Дальнейшие расспросы показали, что кара заключалась в том, что жертву избивали и калечили – практически не было случаев, чтобы кто-то остался невредим. Тем не менее о своем будущем целитель думал спокойно, убежденный, что его приступ жадности – небольшой грех и Богиня легко простит его. Уолли не мог понять, на самом ли деле маленький человечек свято верит своему божеству или же он просто пытается сохранить присутствие духа. И то и другое казалось Уолли просто невероятным. Некоторое время спустя привели еще одного – молодого раба, которого посадили рядом с Уолли. Он с ужасом посмотрел на знаки воина и не произнес ни слова. В конце концов Уолли решил, что перед ним врожденный идиот.
День тянулся бесконечно долго, боль, жара и все возрастающая вонь становились просто невыносимыми; солнце превратило эту влажную клетку в настоящую парную. Толстый целитель продолжал свою бессмысленную болтовню: возбужденный встречей с Седьмым, он стремился пересказать историю всей своей жизни и описать каждого из своих детей. Потом он вернулся к вопросу о суде. Обвиняемый на нем не присутствовал – сама эта идея показалась Иннулари странной – и обычно узнавал о приговоре только тогда, когда его доставляли к месту казни. Да, случаи оправдания иногда бывают.
– Конечно, в вашем положении этого ожидать не приходится, светлейший, – сказал он, – потому что вашему преступлению стали свидетелями несколько членов суда, например священный Хонакура. – Он задумался. – Но все же интересно было бы услышать, каково их решение: одержимый демоном, самозванец или богохульник? – добавил он задумчиво.
– Я не могу ждать, – заявил Уолли. Все же, будь у него выбор, он бы согласился на еще одно изгнание – уж если этим путем он оказался здесь, то, возможно, этим же путем он выберется и обратно. Но потом из замечаний Иннулари он понял, что повторное изгнание – это большая редкость. Упрямых демонов обычно отсылают к Богине.
Стражники привели женщину. Она послушно разделась и села, заняв место рядом со слабоумным мальчиком-рабом. Это была женщина средних лет, начинающая седеть, кожа у нее была дряблая, обвисшая, но мальчик извернулся, уставился на свою соседку и в таком положении провел весь остаток дня.
Но Уолли эти проблемы уже не касались – а может быть, и никогда больше не коснутся. Он размышлял о том, что же Недомерок назвал подобием ада: Была ли это угроза, предвидение или счастливая догадка? Если определять рай как сексуальное возбуждение в паху, то ад, естественно, начался с невыносимой боли в том же месте.

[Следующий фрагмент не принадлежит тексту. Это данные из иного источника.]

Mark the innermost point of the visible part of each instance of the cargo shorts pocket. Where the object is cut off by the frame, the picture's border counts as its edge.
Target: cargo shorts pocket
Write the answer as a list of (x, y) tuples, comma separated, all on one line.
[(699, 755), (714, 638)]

Итак, первый постулат: вся эта боль реальна. Фантазией может быть секс, но не такое.
Следствие: этот мир реально существует.
Он пришел к выводу, что возможны три объяснения. Первое – у Уолли Смита энцефалит, и значит, этот Мир – сплошной бред. Но почему-то с течением времени это объяснение становилось все менее и менее убедительным.
Второе – повреждение головы у Шонсу. Он Шонсу, а Уолли Смит – это иллюзия. Он долго лежал на твердом, сыром камне, закрыв распухшие глаза, чтобы их не слепило солнце, и размышлял, но не мог убедить себя ни в чем. Его память хранила слишком много подробностей о жизни Уолли Смита. Он, например, помнил тысячи технических терминов, хотя когда он пытался их произнести, получалось какое-то хрюканье. Он помнил свое детство, друзей, учебу. Музыку. Спорт. В его памяти земная жизнь не умирала.
Оставалось только третье объяснение – реальны оба мира, и он попал не туда, куда надо.
Солнце уже заходило, когда у входа в тюрьму послышался какой-то лязг. – Время уборки! – довольным голосом провозгласил Иннулари. – И питье, светлейший, вы этого хотели.
В камеру хлынул поток воды. Перед Уолли сидели еще пятеро, и когда вода донесла до него их грязь, его стошнило. Это вызвало страшные боли в его измученных брюшных мышцах; но поток становился все сильнее, вода была относительно чистой и приятно прохладной. Остальные узники лежали в этой воде, они смеялись, поднимали брызги… и пили. Уборка два раза в день – вот единственная вода, которую можно получить в тюрьме, так его заверил Иннулари.